Livland-Estland-Ausstellung in Berlin (Königliche Akademie der Künste): early-20th-cen art and objects of the Brotherhood of the Black Heads. Photo: A. Grohs, June/July 1918 (Tallinn City Museum, TLM F 4309)
D-412
Start Date:
03.04.2025
Start Time:
16:00
End Date:
03.04.2025
How to Investigate a Propaganda Exhibition? Medieval and Contemporary Art at the Service of Politics
The seminar will focus on a hitherto almost unknown exhibition: the Livland-Estland-Ausstellung, which travelled through Germany in the summer and autumn of 1918, with evident colonial ambitions.

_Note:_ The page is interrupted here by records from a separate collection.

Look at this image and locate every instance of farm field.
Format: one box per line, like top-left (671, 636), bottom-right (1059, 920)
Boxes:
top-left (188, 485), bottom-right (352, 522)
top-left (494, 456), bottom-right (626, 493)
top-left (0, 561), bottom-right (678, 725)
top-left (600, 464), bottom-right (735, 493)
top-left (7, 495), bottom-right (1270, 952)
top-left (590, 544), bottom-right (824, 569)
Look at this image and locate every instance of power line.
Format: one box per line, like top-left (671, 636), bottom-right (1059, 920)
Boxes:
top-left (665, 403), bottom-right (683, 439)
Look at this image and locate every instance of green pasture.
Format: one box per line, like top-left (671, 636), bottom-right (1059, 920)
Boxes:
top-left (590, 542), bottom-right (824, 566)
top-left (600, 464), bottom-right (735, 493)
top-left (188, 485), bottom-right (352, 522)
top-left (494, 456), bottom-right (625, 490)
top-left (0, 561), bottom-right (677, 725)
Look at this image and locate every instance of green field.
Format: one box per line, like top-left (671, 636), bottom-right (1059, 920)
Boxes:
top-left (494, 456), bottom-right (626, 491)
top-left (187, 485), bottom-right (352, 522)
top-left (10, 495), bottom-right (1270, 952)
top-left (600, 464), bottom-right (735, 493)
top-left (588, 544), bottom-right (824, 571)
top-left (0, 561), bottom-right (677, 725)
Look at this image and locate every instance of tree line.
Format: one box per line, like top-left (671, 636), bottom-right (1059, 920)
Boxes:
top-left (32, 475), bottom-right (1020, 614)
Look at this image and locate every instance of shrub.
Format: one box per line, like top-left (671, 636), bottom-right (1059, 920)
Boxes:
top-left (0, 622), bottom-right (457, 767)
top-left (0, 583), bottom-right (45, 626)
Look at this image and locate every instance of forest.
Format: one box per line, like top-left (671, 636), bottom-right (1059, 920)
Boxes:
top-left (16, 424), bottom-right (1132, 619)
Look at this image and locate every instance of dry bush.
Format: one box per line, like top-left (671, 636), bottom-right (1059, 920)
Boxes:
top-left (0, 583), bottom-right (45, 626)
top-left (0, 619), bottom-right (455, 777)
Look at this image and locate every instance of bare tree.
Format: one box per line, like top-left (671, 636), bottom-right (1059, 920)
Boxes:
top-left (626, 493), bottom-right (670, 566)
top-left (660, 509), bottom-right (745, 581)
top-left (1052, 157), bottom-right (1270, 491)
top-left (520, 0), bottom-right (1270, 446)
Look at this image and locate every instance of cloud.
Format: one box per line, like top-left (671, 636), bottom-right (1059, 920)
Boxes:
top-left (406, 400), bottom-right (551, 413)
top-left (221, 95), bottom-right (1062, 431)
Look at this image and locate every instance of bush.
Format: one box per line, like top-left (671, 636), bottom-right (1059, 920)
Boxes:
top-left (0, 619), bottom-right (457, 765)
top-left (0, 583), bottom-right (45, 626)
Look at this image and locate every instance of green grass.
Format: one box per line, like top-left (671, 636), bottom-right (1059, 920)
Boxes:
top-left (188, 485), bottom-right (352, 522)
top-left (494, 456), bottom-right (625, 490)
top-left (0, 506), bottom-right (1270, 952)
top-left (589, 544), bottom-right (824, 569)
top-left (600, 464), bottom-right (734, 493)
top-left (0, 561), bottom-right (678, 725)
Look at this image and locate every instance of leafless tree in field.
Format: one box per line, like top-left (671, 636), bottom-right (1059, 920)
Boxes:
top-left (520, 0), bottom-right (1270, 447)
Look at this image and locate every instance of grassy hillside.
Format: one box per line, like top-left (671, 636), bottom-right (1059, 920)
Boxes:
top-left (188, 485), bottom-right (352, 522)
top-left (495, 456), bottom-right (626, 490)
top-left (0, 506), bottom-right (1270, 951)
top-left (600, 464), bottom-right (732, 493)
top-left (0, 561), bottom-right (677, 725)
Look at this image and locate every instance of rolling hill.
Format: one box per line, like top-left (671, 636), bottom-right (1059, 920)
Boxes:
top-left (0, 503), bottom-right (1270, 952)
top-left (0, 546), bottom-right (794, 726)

To the surprise of many scholars today, the exhibition included, among a wealth of other material, some of the best-known artworks from the medieval, Enlightenment as well as contemporary era. Moreover, the organising team of the exhibition that was supported by German royal families, included Heinz Pirang and Wilhelm Neumann, the best-known Baltic art historians at the time. Jõekalda will present new aspects of the subject, which several years of archival work in Estonian, Latvian and German collections have brought to light, asking: How to interpret projects with such high stakes today? As an embodiment of German imperialism? As the last straw for the preservation of Baltic German superiority in the region? As a desperate outcome of the turbulent war years?